I jerked out of my seat, shocked. I called for the nurse; she took Mother away, letting her believe she was going off to prepare for the viscount’s arrival, giving me an apologetic look. “This has just started,” she said quietly to me. “It’s been reported to the doctors. A spell of rest seems to help.”
I stared at Mother’s retreating back in its faded gingham dress. “I’ll come back . . .” I meant to say soon, but I realized that I was traveling to Wych Elm House tomorrow and had no idea when I’d be back again. “I’ll come back.” Mother did not acknowledge me.
Outside, I turned my steps toward the small hotel where I always stayed during my visits to Mother, erasing the hospital smells with the brisk outside air and listening to the birds chatter their end-of-day conversation.

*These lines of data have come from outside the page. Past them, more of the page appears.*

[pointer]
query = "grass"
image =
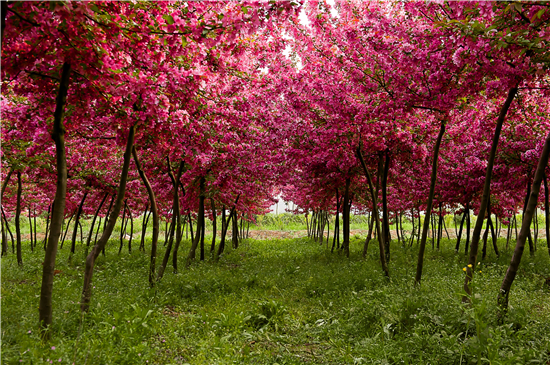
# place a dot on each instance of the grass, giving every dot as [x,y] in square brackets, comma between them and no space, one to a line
[279,302]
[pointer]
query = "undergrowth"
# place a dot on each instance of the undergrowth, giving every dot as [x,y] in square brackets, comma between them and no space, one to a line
[279,302]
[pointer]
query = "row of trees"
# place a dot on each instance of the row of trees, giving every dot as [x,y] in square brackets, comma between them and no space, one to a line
[192,110]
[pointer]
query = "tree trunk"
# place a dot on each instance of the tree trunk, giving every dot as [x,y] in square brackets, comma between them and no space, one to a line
[154,210]
[122,227]
[18,221]
[433,179]
[200,222]
[93,222]
[345,218]
[9,230]
[143,228]
[214,219]
[175,217]
[131,228]
[546,211]
[179,231]
[67,228]
[374,212]
[235,231]
[459,236]
[529,238]
[100,245]
[439,226]
[472,258]
[385,213]
[58,135]
[493,235]
[77,220]
[525,226]
[30,228]
[336,222]
[467,245]
[369,235]
[221,247]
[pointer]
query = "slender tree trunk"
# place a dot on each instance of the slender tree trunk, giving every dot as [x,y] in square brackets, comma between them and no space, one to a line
[77,220]
[529,238]
[4,238]
[235,232]
[10,172]
[100,245]
[485,235]
[439,226]
[369,235]
[472,258]
[96,232]
[179,232]
[46,233]
[143,228]
[175,217]
[214,219]
[93,222]
[546,211]
[200,222]
[457,247]
[154,210]
[467,245]
[58,135]
[345,218]
[385,213]
[374,212]
[18,220]
[131,228]
[221,246]
[30,228]
[122,227]
[191,226]
[9,230]
[67,228]
[433,179]
[336,221]
[493,235]
[526,223]
[105,220]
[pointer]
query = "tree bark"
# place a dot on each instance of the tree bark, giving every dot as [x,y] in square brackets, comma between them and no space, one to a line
[122,227]
[374,212]
[18,221]
[77,219]
[433,179]
[472,258]
[58,135]
[175,219]
[546,211]
[235,231]
[200,222]
[525,226]
[100,245]
[30,228]
[93,222]
[385,213]
[214,219]
[336,222]
[459,236]
[345,217]
[154,210]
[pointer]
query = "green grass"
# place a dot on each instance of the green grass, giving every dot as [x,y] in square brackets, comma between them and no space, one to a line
[284,302]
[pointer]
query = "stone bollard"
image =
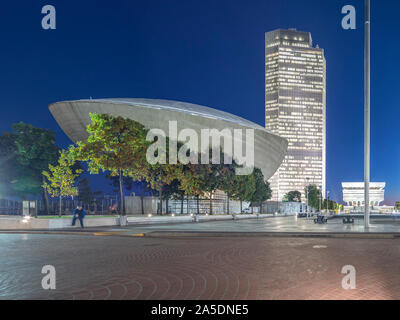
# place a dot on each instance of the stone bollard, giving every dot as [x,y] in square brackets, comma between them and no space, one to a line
[123,221]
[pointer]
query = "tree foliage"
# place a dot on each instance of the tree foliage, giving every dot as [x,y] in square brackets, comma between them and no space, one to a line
[24,154]
[60,181]
[292,196]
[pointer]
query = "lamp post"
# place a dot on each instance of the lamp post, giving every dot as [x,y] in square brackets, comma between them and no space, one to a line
[307,196]
[327,201]
[320,198]
[367,106]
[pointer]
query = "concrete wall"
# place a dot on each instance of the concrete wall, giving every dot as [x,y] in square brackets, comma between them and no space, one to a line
[16,223]
[270,207]
[150,204]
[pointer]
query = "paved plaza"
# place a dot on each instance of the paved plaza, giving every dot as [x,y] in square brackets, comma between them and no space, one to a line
[113,267]
[272,224]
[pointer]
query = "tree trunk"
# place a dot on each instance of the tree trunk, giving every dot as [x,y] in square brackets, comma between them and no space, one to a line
[183,197]
[46,199]
[121,192]
[211,202]
[160,201]
[59,214]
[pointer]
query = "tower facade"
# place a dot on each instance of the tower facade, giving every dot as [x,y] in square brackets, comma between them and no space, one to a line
[295,109]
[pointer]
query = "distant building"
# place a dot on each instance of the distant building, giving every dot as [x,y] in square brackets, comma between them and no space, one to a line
[295,109]
[353,193]
[353,196]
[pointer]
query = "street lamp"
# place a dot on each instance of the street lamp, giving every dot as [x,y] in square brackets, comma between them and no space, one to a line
[327,201]
[307,195]
[367,106]
[320,199]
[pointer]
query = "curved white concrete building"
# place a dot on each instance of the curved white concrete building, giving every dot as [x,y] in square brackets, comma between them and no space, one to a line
[73,117]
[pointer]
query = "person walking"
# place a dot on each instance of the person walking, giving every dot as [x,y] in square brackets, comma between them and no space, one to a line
[80,214]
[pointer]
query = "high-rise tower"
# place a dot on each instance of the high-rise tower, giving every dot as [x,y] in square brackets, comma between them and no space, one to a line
[295,109]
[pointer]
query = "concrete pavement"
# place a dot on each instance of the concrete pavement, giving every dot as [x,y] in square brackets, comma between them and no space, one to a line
[206,268]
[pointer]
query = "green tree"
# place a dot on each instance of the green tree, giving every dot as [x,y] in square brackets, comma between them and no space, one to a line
[243,188]
[86,194]
[192,182]
[314,196]
[60,181]
[262,189]
[292,196]
[116,145]
[24,154]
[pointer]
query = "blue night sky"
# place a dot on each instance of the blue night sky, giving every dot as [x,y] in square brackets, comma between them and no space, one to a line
[208,52]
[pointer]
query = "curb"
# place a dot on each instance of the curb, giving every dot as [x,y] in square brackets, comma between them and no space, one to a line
[371,235]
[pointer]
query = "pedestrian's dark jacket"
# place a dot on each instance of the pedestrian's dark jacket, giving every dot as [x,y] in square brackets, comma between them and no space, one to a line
[79,213]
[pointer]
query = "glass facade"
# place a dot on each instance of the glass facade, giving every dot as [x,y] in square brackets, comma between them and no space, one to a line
[295,105]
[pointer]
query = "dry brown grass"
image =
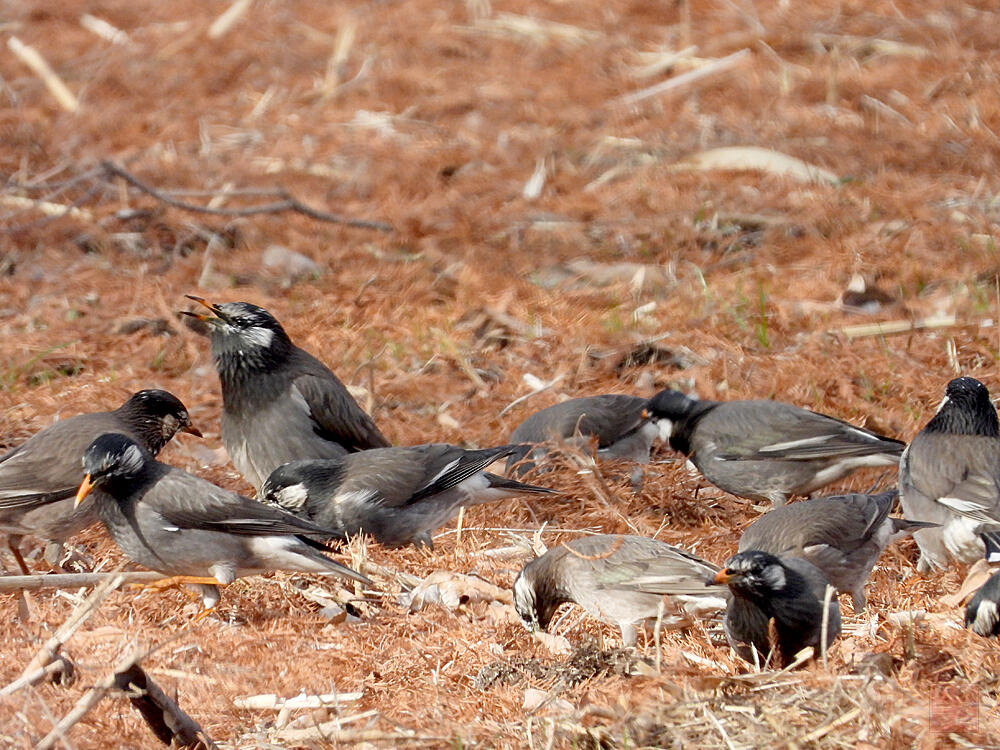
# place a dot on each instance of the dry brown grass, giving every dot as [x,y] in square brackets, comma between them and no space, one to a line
[434,121]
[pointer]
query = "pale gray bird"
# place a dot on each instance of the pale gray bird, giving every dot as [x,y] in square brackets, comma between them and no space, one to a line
[790,591]
[178,524]
[983,613]
[39,477]
[615,421]
[279,403]
[601,574]
[842,535]
[950,475]
[767,450]
[398,495]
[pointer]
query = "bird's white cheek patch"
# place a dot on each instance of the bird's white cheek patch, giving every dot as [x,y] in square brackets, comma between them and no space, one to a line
[665,428]
[258,336]
[292,497]
[986,617]
[775,576]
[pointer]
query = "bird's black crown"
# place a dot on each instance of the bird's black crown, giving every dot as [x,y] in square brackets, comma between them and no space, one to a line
[966,410]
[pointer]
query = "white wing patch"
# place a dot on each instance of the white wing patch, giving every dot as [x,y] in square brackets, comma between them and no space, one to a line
[802,443]
[293,497]
[986,617]
[962,506]
[448,467]
[258,336]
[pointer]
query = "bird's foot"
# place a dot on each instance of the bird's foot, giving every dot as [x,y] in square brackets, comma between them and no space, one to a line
[173,582]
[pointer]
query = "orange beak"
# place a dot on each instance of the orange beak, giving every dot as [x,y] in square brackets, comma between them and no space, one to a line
[722,576]
[85,487]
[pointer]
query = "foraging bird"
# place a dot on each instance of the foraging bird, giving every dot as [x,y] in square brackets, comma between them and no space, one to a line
[616,421]
[398,495]
[279,403]
[178,524]
[983,613]
[790,591]
[842,535]
[601,573]
[768,450]
[950,475]
[39,477]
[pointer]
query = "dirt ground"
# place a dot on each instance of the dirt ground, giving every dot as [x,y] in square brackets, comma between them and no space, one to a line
[544,203]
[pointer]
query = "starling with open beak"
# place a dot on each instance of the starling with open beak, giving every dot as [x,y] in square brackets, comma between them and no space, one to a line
[279,403]
[39,477]
[767,450]
[185,527]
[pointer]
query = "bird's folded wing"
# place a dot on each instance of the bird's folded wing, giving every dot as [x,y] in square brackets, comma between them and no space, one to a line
[802,436]
[197,504]
[454,465]
[976,497]
[336,414]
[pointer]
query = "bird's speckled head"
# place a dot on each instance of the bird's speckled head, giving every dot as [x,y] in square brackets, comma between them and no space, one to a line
[538,592]
[243,336]
[158,416]
[754,574]
[113,456]
[966,410]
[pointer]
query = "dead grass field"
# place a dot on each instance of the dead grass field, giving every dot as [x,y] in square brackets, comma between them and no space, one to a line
[540,225]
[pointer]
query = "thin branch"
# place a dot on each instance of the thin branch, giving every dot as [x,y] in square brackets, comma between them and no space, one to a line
[75,580]
[287,203]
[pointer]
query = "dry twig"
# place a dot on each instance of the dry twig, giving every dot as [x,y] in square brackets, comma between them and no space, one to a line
[287,202]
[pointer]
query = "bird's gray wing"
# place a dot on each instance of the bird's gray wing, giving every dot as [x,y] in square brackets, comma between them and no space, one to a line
[962,474]
[766,430]
[188,502]
[47,466]
[645,565]
[335,414]
[824,526]
[448,466]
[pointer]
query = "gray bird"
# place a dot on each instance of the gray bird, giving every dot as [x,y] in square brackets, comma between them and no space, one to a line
[983,613]
[178,524]
[398,495]
[768,450]
[950,475]
[790,591]
[615,421]
[39,477]
[600,574]
[279,403]
[842,535]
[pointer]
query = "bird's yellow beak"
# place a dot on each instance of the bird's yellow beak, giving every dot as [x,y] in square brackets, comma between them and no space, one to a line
[85,487]
[723,576]
[216,316]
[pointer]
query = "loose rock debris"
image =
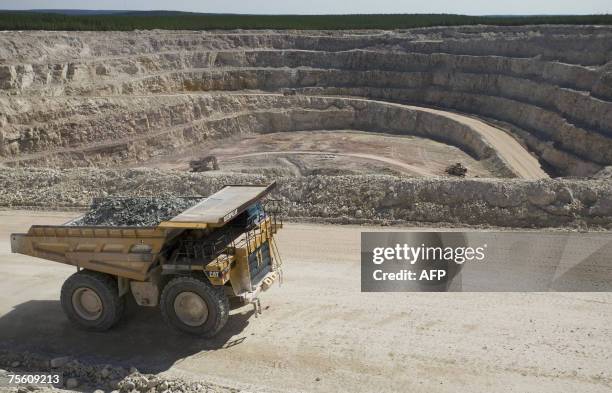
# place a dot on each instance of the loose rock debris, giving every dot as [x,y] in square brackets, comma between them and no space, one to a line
[134,211]
[95,377]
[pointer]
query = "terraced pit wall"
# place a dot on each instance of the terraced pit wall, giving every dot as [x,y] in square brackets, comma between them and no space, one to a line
[551,85]
[340,199]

I had gone several blocks when a wave of sweaty, nauseated feeling came over me, so fierce it made me dizzy, my eyes burning with tears. I stopped and sat on a bench, sagging like a wilting plant. I was twenty-six, and in that suffocating cloud of sadness I felt that I had no fight left in me. I felt like an old woman.
Surprisingly, it was Dottie’s face that came into my mind, her eyes narrowed, her mouth expressing disgust with only the slightest movement of her thin lips. Pay attention, Manders. Look sharp. No girl ever got anywhere by sitting and moping on a public bench. I made a low sound of self-pity, but I straightened and leaned against the back of my seat, watching the few passersby and taking a deep breath. What was there to do, after all? Quit being Jo Manders, nee Christopher, of no fixed address? There was no way to resign. One’s mother went mad, and one’s husband leaped from a plane into thin air, and one simply got on with it.
I went back to my hotel, where I drank a cup of tea, lay on the narrow bed in my underwear, and read D. H. Lawrence by lamplight until I fell asleep. The next morning, I took the train to London.
Dottie met me at the station, wearing a new suit—an olive green skirt and matching coat with gold buttons, like a military uniform. She gave me one of her hard, appraising glances, taking in my gray wool skirt, my cream blouse with its wide collar, the light gray cardigan trimmed with satin that I’d tossed over it. Her gaze narrowed on my dark curls, which escaped from their knot no matter how hard I tried, my scrubbed-clean face, my impassive expression. She nearly dismissed me as usual without comment, but almost grudgingly, something made her say, “She is well?”
I hid my shock and shrugged. “As well as can be expected.”
Something thoughtful flickered across Dottie’s gaze, but she shut it down quickly and looked away, snatching up her handbag as if I’d made to steal it. “Come along, Manders,” she said. “The car is waiting.”
CHAPTER THREE
Dottie had a car and driver to take us to Sussex. I must have been more exhausted than I thought, because I fell asleep almost instantly, the warmth and the hum of the motor sending me into oblivion. I awoke slouched into the corner of my seat, my arms crossed, hugging my cardigan to my body. Dottie was sitting upright, a leather notebook across her lap, going through a stack of papers with a pen in her hand.
“We will be at Wych Elm House in just under thirty minutes,” she said to me as my eyes opened, though she had not looked at me. She checked the watch on her narrow wrist and reconfirmed to herself. “My husband, Robert, will be there. He has come home for Martin’s return.”
I sat up in silent surprise. In the months I had traveled with Dottie, she had never mentioned a husband. Logic dictated she must have one, of course, since she had children, but he had never once figured in the conversation, even in passing. I had assumed him long dead.
Dottie stared at the seat back in front of her, searching in her brain for something. Her jaw flexed and her hand twitched on the pages. “I cannot emphasize enough, Manders,” she said slowly, “that you must behave properly at Wych Elm House.”
I rubbed a hand over my eyes, wondering what in the world she was getting at. “I always behave properly,” I replied. “I’ve never given you cause to complain.”
“Don’t be a fool, Manders,” she snapped. “We are not in Europe anymore.”
I stared at her, trying to parse her meaning. Was she implying I had loose morals? People sometimes did, because of Mother. I opened my mouth to protest, offended, but stopped, watching her.